If you have course quality suggestions or bug reports you can report them either here or here.

For anyone struggling with the poor explanation in part 3 of this exercise, I decided to rewrite the code provided in the solution into a function which I think is far more logical, albeit longer, given the context of the lesson so far including my comments on how each step works.
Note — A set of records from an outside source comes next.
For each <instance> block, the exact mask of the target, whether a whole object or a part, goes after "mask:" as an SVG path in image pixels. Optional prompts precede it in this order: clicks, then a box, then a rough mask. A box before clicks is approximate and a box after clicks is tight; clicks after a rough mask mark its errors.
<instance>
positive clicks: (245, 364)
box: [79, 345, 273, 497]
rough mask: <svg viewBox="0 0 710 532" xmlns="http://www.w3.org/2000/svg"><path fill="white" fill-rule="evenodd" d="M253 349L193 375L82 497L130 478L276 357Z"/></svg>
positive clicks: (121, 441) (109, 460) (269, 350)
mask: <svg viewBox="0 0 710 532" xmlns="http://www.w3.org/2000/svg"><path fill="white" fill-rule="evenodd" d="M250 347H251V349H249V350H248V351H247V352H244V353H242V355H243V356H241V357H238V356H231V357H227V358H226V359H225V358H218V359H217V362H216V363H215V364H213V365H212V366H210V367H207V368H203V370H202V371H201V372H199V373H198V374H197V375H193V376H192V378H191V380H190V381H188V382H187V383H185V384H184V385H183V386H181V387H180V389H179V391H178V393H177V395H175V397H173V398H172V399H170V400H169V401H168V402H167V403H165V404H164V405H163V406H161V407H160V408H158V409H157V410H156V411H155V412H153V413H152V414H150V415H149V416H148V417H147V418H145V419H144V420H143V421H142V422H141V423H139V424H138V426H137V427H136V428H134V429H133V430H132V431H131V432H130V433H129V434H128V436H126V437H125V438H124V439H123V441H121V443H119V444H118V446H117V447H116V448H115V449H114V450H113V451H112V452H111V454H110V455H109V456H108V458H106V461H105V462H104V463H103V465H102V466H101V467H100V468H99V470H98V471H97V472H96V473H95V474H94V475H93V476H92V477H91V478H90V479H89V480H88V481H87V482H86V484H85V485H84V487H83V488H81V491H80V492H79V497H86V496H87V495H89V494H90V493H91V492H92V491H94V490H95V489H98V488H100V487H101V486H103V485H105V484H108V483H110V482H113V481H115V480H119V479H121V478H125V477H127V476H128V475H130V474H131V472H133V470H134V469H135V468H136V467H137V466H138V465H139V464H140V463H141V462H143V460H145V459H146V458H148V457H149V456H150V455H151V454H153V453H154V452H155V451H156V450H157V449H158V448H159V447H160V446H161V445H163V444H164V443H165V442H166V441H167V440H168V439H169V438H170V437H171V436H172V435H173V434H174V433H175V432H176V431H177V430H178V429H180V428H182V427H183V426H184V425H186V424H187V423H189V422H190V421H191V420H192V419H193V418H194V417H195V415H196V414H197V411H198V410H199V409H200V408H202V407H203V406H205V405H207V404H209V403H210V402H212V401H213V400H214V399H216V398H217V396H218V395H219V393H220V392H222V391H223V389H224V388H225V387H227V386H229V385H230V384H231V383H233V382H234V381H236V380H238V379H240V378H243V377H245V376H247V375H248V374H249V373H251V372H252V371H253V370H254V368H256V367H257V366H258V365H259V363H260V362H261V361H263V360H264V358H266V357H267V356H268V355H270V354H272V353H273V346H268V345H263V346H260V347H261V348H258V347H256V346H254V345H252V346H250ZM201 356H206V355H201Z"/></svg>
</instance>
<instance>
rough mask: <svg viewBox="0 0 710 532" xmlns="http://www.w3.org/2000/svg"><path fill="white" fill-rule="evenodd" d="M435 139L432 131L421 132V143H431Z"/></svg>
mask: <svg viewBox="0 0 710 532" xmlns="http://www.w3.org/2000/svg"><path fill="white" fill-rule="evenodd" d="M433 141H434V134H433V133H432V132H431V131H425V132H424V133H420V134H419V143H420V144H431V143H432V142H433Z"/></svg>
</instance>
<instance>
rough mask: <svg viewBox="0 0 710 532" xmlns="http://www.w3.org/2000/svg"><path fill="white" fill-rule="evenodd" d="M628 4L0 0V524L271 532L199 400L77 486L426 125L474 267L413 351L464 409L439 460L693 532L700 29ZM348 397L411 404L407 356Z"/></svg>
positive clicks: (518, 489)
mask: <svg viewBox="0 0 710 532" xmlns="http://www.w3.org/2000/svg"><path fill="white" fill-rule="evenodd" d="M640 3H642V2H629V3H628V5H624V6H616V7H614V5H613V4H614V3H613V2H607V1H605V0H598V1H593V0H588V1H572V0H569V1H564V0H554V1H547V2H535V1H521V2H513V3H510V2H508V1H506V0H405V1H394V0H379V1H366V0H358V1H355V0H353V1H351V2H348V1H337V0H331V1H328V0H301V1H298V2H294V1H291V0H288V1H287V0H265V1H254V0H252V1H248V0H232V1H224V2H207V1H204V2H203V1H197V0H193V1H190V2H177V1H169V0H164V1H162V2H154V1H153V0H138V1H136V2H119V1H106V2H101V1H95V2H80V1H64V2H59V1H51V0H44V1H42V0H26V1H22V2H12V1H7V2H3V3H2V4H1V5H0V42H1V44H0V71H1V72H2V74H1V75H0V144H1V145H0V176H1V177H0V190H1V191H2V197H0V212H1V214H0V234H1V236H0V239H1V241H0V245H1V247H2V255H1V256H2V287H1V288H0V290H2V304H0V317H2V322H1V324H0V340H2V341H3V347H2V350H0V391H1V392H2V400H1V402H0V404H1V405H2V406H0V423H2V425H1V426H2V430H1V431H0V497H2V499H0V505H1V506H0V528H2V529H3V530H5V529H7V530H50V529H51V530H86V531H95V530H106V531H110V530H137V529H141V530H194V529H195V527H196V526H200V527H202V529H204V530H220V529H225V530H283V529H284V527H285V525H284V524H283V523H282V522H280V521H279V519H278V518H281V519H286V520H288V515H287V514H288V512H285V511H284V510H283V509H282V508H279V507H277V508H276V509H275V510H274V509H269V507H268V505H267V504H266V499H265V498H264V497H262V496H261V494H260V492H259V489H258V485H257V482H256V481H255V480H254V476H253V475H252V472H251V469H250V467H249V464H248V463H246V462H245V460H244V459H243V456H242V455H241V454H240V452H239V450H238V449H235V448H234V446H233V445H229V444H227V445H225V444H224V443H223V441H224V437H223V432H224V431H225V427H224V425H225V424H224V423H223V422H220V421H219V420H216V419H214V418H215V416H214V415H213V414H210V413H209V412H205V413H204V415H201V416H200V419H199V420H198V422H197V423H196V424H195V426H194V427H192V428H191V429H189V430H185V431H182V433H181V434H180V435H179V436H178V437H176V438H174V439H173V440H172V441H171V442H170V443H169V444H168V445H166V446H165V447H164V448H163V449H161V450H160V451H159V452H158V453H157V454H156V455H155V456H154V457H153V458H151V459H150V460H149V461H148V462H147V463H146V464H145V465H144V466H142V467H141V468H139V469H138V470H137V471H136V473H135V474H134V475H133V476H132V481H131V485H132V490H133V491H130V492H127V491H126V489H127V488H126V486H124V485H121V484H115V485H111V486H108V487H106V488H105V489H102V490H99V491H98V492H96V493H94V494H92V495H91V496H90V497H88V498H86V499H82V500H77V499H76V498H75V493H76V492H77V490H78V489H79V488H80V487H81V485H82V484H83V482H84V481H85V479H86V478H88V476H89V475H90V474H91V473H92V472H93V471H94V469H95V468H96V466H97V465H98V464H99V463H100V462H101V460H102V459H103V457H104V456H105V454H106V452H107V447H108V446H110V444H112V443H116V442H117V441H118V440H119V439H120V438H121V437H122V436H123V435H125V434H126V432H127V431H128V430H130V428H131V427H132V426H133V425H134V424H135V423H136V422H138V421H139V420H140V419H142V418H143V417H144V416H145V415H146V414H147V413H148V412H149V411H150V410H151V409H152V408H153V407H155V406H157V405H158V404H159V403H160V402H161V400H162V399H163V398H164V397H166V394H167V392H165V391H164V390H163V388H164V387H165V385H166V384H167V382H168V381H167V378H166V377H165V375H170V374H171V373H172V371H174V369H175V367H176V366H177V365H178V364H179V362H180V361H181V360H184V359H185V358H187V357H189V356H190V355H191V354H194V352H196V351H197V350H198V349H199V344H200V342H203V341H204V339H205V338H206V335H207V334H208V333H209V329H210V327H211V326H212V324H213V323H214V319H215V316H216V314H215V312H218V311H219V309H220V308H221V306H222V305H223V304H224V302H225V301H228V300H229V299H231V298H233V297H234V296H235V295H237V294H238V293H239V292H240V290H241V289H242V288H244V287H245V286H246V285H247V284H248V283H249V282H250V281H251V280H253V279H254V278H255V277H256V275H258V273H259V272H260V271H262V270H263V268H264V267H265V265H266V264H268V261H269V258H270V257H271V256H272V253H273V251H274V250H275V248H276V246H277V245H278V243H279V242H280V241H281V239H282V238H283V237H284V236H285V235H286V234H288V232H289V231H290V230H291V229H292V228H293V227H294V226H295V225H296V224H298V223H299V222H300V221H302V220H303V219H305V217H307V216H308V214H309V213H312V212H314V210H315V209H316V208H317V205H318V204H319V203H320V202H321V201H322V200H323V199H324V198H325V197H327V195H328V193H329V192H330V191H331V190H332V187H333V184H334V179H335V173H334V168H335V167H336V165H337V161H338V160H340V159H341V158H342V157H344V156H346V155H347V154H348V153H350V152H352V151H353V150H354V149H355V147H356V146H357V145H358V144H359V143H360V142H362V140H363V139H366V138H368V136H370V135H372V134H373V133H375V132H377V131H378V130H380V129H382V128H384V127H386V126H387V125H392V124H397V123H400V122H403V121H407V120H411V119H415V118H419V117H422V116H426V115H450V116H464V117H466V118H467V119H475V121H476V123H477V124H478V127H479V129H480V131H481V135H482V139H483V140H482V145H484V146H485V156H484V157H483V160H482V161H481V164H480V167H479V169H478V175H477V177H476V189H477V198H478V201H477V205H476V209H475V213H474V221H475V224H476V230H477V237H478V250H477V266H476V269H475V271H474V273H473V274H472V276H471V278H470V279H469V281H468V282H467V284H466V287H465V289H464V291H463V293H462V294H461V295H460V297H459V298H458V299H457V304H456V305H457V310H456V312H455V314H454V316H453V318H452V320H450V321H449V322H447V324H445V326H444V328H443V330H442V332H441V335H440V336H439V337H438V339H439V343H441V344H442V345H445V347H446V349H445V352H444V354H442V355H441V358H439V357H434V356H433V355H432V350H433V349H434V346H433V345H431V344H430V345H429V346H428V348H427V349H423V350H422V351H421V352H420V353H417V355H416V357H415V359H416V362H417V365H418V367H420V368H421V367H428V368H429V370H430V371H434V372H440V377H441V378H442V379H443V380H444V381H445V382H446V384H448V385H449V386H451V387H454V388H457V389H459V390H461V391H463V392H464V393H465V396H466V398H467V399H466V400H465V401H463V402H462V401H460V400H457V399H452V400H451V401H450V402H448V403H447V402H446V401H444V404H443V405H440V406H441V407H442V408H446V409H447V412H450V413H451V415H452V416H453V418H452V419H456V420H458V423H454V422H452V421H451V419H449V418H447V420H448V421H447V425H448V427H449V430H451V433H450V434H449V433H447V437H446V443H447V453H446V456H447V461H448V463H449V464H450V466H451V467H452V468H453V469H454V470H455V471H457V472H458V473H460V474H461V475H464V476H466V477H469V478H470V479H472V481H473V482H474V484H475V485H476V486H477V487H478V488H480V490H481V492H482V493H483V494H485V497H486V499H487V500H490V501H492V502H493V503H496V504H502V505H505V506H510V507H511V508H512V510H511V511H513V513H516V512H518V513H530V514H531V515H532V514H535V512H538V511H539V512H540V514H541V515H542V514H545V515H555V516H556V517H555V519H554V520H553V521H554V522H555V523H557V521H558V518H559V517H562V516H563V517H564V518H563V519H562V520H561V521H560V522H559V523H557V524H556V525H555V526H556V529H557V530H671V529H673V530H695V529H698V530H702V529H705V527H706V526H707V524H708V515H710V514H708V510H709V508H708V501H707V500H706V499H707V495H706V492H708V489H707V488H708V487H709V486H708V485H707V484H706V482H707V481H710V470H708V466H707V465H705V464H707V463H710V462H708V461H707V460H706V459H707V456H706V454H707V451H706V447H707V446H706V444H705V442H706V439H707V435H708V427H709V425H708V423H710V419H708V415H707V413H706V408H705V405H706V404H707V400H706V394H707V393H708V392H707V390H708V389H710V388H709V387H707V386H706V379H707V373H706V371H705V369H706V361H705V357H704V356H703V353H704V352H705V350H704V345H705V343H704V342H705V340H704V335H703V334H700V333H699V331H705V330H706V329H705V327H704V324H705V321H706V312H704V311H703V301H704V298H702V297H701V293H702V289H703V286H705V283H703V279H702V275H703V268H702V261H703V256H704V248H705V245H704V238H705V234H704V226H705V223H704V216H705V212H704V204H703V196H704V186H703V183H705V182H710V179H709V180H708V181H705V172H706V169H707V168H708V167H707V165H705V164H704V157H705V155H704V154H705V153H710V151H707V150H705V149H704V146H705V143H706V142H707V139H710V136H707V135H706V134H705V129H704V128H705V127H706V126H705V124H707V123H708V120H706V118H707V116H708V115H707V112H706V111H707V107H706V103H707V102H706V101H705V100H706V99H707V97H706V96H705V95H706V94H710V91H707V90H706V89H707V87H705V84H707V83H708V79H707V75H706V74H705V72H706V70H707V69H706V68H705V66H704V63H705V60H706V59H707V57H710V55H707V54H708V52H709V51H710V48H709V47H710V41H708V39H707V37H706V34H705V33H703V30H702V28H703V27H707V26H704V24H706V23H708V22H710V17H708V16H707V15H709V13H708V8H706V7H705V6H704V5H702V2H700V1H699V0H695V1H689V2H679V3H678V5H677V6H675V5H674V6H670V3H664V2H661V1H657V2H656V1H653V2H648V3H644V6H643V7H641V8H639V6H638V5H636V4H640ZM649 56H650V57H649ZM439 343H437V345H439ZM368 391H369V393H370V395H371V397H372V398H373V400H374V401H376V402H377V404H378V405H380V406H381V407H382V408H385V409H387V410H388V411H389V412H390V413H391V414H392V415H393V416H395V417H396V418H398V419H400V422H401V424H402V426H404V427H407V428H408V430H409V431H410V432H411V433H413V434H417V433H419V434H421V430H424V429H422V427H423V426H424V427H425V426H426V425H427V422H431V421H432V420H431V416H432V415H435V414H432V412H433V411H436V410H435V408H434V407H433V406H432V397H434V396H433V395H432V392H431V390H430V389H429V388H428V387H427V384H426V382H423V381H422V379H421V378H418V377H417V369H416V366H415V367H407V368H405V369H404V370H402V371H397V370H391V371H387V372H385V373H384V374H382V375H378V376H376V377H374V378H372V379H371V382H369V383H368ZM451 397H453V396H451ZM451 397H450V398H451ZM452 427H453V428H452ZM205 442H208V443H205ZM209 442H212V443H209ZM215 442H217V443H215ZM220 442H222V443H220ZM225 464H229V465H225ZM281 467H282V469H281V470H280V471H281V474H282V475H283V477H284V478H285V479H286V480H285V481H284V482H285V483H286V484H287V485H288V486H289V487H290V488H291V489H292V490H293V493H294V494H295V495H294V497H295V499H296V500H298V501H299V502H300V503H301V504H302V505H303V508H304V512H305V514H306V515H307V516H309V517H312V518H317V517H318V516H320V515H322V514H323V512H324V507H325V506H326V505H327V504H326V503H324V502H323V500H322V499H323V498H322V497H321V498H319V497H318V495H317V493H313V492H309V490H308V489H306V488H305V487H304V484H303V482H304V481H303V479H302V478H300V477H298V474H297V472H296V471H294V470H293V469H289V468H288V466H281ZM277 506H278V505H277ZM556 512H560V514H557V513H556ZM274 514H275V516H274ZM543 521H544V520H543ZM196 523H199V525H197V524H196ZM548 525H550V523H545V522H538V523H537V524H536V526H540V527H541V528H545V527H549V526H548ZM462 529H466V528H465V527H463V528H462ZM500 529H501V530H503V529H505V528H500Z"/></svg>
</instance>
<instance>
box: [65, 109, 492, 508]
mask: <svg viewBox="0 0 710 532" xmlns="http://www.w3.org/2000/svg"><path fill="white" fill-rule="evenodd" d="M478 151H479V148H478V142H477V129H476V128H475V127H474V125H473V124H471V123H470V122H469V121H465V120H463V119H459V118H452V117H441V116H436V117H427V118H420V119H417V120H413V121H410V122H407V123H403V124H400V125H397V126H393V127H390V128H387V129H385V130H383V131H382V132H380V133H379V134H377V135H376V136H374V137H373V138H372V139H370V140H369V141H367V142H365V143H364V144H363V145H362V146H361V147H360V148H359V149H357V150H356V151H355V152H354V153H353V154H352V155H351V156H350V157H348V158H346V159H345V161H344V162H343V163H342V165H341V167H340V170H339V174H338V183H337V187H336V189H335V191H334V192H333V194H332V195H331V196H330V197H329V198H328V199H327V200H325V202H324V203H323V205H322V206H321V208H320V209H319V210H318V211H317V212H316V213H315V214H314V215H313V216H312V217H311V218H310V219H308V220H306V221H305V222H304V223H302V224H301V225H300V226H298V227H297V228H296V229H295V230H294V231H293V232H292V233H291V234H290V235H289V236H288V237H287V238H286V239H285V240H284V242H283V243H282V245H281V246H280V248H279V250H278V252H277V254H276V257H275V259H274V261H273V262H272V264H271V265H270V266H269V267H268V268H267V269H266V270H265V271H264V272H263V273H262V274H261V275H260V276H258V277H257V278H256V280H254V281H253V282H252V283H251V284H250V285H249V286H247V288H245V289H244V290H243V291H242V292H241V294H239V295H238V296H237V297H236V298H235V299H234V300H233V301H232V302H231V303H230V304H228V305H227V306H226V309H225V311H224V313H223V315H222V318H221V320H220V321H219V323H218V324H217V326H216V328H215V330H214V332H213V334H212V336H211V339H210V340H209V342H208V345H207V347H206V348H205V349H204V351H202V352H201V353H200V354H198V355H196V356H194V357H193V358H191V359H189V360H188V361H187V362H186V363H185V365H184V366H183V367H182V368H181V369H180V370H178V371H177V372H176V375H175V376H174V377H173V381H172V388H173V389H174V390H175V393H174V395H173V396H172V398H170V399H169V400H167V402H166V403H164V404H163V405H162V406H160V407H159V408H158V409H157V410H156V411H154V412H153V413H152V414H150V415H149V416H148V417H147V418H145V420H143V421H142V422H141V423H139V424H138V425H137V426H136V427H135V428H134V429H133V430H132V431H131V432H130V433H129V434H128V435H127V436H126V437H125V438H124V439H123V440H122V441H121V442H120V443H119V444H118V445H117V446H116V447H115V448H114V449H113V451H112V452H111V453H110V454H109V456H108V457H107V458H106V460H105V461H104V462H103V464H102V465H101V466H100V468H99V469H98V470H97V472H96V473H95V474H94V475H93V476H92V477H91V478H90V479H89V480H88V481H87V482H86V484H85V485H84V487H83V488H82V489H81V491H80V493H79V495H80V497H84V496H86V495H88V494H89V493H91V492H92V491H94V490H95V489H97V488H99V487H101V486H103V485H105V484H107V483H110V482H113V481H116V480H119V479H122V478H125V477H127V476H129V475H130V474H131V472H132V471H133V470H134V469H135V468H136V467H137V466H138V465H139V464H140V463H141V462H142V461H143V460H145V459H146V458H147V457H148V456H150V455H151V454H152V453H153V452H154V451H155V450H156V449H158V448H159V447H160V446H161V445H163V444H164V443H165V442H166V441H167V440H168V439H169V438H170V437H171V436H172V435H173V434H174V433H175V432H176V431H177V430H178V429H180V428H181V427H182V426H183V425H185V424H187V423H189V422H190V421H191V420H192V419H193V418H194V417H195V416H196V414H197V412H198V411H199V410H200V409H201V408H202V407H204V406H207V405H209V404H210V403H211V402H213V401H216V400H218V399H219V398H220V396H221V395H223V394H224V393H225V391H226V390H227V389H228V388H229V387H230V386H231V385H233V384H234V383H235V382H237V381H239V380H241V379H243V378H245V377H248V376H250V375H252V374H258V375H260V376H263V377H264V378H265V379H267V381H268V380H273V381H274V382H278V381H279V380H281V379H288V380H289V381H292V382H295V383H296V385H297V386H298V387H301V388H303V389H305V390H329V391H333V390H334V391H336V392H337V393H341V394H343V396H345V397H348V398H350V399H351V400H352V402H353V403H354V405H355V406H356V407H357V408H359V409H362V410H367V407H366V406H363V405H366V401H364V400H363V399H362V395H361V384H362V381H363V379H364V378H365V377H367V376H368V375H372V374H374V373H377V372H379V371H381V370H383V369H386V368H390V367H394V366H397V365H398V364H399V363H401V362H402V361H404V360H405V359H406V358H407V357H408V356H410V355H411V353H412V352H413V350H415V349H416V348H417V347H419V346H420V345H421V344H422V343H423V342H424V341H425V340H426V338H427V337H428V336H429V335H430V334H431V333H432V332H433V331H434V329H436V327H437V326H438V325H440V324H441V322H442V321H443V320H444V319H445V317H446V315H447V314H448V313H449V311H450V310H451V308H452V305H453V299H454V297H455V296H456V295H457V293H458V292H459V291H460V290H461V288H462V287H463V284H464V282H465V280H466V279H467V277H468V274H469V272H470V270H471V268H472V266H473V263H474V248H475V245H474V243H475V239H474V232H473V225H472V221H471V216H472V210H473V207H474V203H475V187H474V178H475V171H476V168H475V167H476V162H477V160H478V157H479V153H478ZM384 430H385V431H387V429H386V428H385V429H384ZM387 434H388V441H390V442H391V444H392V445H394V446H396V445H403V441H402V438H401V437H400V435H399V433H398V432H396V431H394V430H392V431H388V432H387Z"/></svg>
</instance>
def get_min_thresh(y_pred_prob, min_false_negative_rate):
    thresh = np.linspace(0, 1, 100) # creates array between 0 and 1

    for t in thresh:
        y_pred_class = (y_pred_prob[:,1] > t) * 1.0 # calculates predicted classes for given threshold
        confusion = confusion_matrix(y_test, y_pred_class) # computes confusion matrix for given threshold
        fn_rate = confusion[1,0] / (confusion[1,0] + confusion[1,1]) # fn_rate = fn / (fn + tp)  
      if fn_rate >= min_false_negative_rate:
        print(f'Minimum Threshold for {min_false_negative_rate*100} false negatives per 100: {t:.2f}')
        return t

get_min_thresh(y_pred_prob, 0.02) # returns 0.22 for fn rate of two per hundred positive cases

I hope this is enough until Codecademy update this lesson for more clarity and better understanding.